Dampak Krisis Politik, Wisatawan Batal Liburan ke Korea Selatan
Organisasi Pariwisata Korea Selatan melaporkan dalam enam bulan pertama tahun 2024, jumlah pengunjung yang datang mencapai 7,7 juta.
Industri pariwisata di Korea Selatan tengah bersiap menghadapi tantangan akibat krisis politik yang sedang berlangsung. Pada 3 Desember 2024, Presiden Yoon Suk Yeol mengumumkan keadaan darurat militer, yang berdampak pada sektor pariwisata. Pihak berwenang memperkirakan bahwa target kedatangan pengunjung tahun ini tidak akan tercapai. Beberapa hotel dan agen perjalanan di ibu kota melaporkan adanya pembatalan kunjungan akibat masalah terkait keselamatan dalam seminggu terakhir. Meskipun demikian, Korea Selatan tetap optimis untuk menarik jutaan wisatawan pada sisa bulan ini, karena bulan Desember biasanya menjadi periode puncak bagi wisatawan, terutama dari Asia Tenggara. Namun, para pejabat tidak berharap dapat mencapai target 20 juta wisatawan asing tahun ini, sebagaimana yang dikutip dari Channel News Asia, pada Selasa (17/12/2024).
Angka Pariwisata
Peristiwa terbaru ini menjadi hambatan dalam mencapai tujuan pariwisata, ungkap Kim Young-hwan, direktur jenderal Biro Pariwisata dan Olahraga Pemerintah Metropolitan Seoul. Ia menambahkan bahwa masih ada kemungkinan untuk mencapai angka 17 juta wisatawan tahun ini. Menurut Organisasi Pariwisata Korea, jumlah pengunjung yang datang mencapai 7,7 juta dalam enam bulan pertama tahun 2024. Kim berharap industri pariwisata dapat pulih kembali. "Melalui pembaruan yang konsisten tentang perjalanan yang aman, kami berencana untuk melakukan segalanya guna mencapai tujuan kami untuk menarik lebih banyak pengunjung dan mencapai target 30 juta tahun depan," ujarnya.
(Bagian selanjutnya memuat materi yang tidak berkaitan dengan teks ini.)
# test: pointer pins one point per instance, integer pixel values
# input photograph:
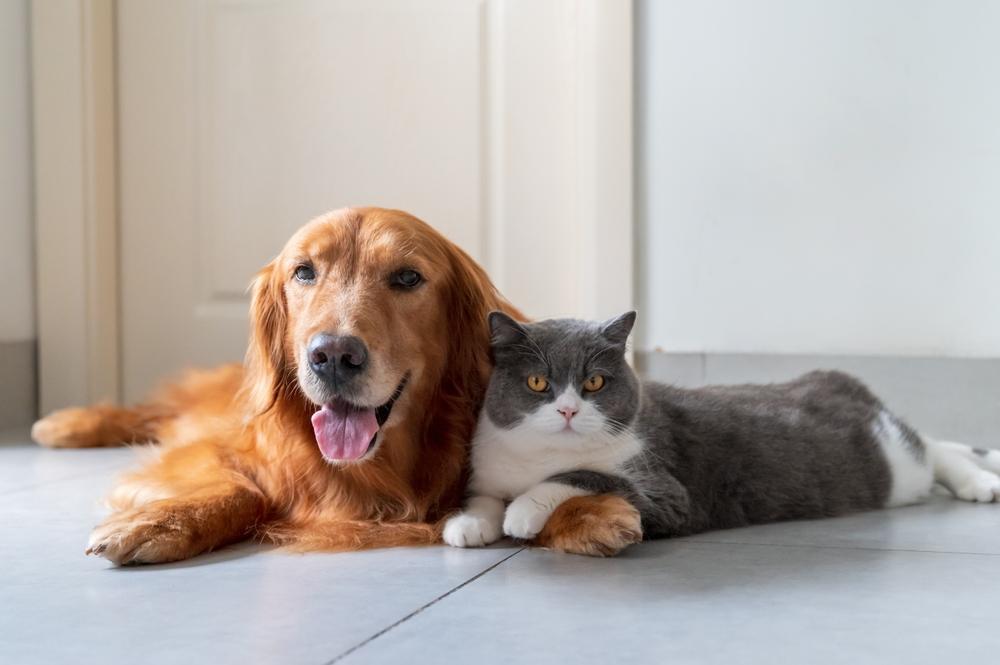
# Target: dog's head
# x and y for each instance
(369, 316)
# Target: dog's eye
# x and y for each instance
(305, 274)
(406, 279)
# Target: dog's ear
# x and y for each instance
(265, 359)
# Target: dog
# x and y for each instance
(348, 425)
Kekacauan dalam dunia politik
Yoon mengalami pemakzulan pada hari Sabtu, 14 Desember, dan dipecat dari jabatannya karena upayanya untuk menangguhkan pemerintahan sipil, yang mengakibatkan pasukan berusaha menutup Majelis Nasional Korea Selatan. Meskipun langkah Yoon untuk menerapkan pemerintahan militer hanya berlangsung selama enam jam, deklarasinya telah mengejutkan seluruh negara dan membawa Korea Selatan ke dalam kekacauan politik yang paling parah dalam beberapa tahun terakhir.
Pada hari Senin, 16 Desember, Mahkamah Konstitusi Korea Selatan memulai proses pemakzulan Yoon. Ia bersama sejumlah pejabat senior kini menghadapi penyelidikan kriminal terkait dengan dugaan pemberontakan, penyalahgunaan kekuasaan, dan penghalangan hak-hak individu. Situasi ini menciptakan ketidakpastian yang melanda masyarakat dan memicu berbagai reaksi dari kalangan politik dan publik.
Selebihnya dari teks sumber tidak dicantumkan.